Dazed, appalled at his own detachment, he’d stumbled upwards through the ship’s layers until he could go no further and there, seeing all around him the dislodged wreckage and shorted circuitry of his handiwork, he’d moved onto the great buttresses and masonry causeways overarching the service spaces. Impossible pits yawned on either side of every path.
He was wandering blindly, trying to hail the Or’es Tash’var, a lone figure picking its way towards the distant monolith of the vessel’s bridge, when he was shot in the leg.

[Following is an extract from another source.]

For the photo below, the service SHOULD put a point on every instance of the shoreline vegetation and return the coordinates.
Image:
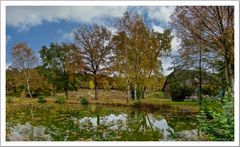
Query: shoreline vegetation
(109, 98)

He’d run, of course. He couldn’t even see the sniper, let alone return fire with any accuracy. Warm dampness oozed across his hoof copiously, and he fired some random — useless — shots into the cavernous underhull and sprinted for cover, groaning and seeing stars with every step. Ensconced within a low-roofed bridge intersection, he shakily eased himself to the ground to examine the wound. The projectile had punctured the muscle of his lower leg, gashing an ugly hole and singeing the flesh around it. He fished for his last medipack and applied it heavily, pushing down until he almost blacked out, then tying it off. The pressure was appalling, like liquid metal cooling and expanding around the flesh, but it allowed him to walk, at least. In a perverse way the pain was invigorating, a constant reminder of his vitality (and mortality) that cut through the numbness more completely than wholesale slaughter ever could.
So now he hurried across the bridgeways, keeping low, grunting quietly every time the ragged wound flexed inside its healing binding. He wanted to laugh, somehow, some morbid sense of absurdity bubbling up inside him. He’d killed hundreds today, thousands even. He’d waded through the blood of his enemies and relished every moment, he’d overcome exhaustion and adversity with an almost supernatural aptitude, defeating the finest warriors these pale-faced gue’la could throw at him.
To be outdone now, to be maimed so suddenly by some distant, unseen foe— beyond control or retaliation: it was ridiculous. It was like a cruel joke, like a clonebeast outrunning its pursuers and earning the admiration of the crowd— only to be slaughtered for meat in the fio’toros’tai abattoir districts.